Santa hanging out of an inflatable caravan? Our neighbours in the next street had a sense of humour. At least, I hope they did, because the next morning Santa and his caravan were lying on the grass looking very deflated.
Maybe that happens to our childhood dreams too. My Dad would cut branches from the Athol trees and bring them inside for Christmas. Grandma’s house was filled with relatives, festive food, songs around the piano, presents under the tree. But it never feels quite the same when you grow up to find yourself making the preparations, cooking the food, and cleaning up the wrappings. Santa got lost in the transition from what you might get to what you might give.
Have you considered Christmas from the Giver’s perspective? What was it like for the Father of humanity? For unto us a son is given (Isaiah 9:6).
What was it like for the omnipresent creator to deflate himself into creaturely life, limited in space and time? What was it like for the omnipotent sovereign to take a servant role? What was it like for omniscient planner to become vulnerable in a world dominated by evil? He emptied himself, down to the form of a slave. He took on the likeness of humanity, in human form. He became obedient to the point of death, even the ignominious torture of a cross (Philippians 2:7-8).
Why? What was the point of deflating himself to live as one of us in this deadly realm?

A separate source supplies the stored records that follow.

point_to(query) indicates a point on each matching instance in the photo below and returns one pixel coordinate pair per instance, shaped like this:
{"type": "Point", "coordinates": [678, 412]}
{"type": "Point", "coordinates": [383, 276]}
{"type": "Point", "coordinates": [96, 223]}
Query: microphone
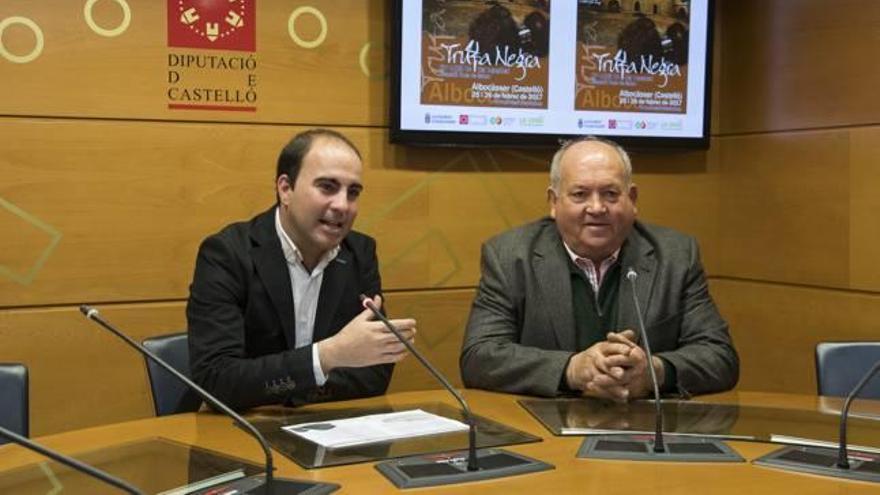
{"type": "Point", "coordinates": [636, 446]}
{"type": "Point", "coordinates": [69, 461]}
{"type": "Point", "coordinates": [432, 470]}
{"type": "Point", "coordinates": [270, 484]}
{"type": "Point", "coordinates": [631, 275]}
{"type": "Point", "coordinates": [842, 455]}
{"type": "Point", "coordinates": [827, 461]}
{"type": "Point", "coordinates": [472, 426]}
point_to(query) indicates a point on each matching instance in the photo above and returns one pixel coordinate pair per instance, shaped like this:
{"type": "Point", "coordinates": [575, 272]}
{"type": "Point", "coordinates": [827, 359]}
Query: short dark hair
{"type": "Point", "coordinates": [291, 157]}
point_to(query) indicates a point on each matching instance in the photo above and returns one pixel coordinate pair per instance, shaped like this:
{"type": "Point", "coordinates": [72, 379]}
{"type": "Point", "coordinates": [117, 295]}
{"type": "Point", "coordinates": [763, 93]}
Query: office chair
{"type": "Point", "coordinates": [14, 399]}
{"type": "Point", "coordinates": [840, 366]}
{"type": "Point", "coordinates": [170, 395]}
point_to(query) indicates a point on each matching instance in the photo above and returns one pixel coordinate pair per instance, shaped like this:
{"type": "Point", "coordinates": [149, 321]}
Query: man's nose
{"type": "Point", "coordinates": [594, 205]}
{"type": "Point", "coordinates": [340, 201]}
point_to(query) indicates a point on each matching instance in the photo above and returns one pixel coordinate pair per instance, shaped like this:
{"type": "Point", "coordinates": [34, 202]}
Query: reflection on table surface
{"type": "Point", "coordinates": [578, 416]}
{"type": "Point", "coordinates": [152, 465]}
{"type": "Point", "coordinates": [216, 433]}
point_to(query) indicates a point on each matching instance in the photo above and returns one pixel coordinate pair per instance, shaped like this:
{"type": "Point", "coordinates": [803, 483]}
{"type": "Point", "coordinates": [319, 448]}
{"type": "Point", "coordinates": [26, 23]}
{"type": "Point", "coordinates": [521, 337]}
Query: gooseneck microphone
{"type": "Point", "coordinates": [631, 275]}
{"type": "Point", "coordinates": [69, 461]}
{"type": "Point", "coordinates": [842, 455]}
{"type": "Point", "coordinates": [472, 427]}
{"type": "Point", "coordinates": [271, 484]}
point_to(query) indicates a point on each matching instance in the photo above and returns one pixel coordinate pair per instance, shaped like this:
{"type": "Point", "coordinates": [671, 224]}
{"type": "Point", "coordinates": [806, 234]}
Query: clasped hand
{"type": "Point", "coordinates": [614, 369]}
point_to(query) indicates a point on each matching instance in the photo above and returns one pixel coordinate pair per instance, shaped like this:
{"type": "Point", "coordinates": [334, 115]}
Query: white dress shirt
{"type": "Point", "coordinates": [306, 287]}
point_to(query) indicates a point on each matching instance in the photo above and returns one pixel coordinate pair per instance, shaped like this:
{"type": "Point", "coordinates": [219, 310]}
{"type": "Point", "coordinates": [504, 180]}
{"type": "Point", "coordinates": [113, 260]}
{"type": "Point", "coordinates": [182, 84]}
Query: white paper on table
{"type": "Point", "coordinates": [375, 428]}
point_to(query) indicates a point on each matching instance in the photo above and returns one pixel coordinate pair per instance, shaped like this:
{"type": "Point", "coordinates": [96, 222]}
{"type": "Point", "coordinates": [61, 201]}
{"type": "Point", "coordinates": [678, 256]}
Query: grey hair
{"type": "Point", "coordinates": [555, 163]}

The goal was divine government: To us a son is given, and the government will be on his shoulders (Isaiah 9:6).
This is good news:
Philippians 2:9–11 (NIV)
9 Therefore God exalted him to the highest place and gave him the name that is above every name, 10 that at the name of Jesus every knee should bow, in heaven and on earth and under the earth, 11 and every tongue acknowledge that Jesus Christ is Lord, to the glory of God the Father.
Isaiah 9:7 (NIV)
Of the greatness of his government and peace there will be no end. He will reign on David’s throne and over his kingdom, establishing and upholding it with justice and righteousness
from that time on and forever.
That’s what makes Christmas worth celebrating. The gift of the Son gives us reason to persevere through the tough times. God’s government is arriving in the King who transforms the world, in the kingdom that recognizes his reign.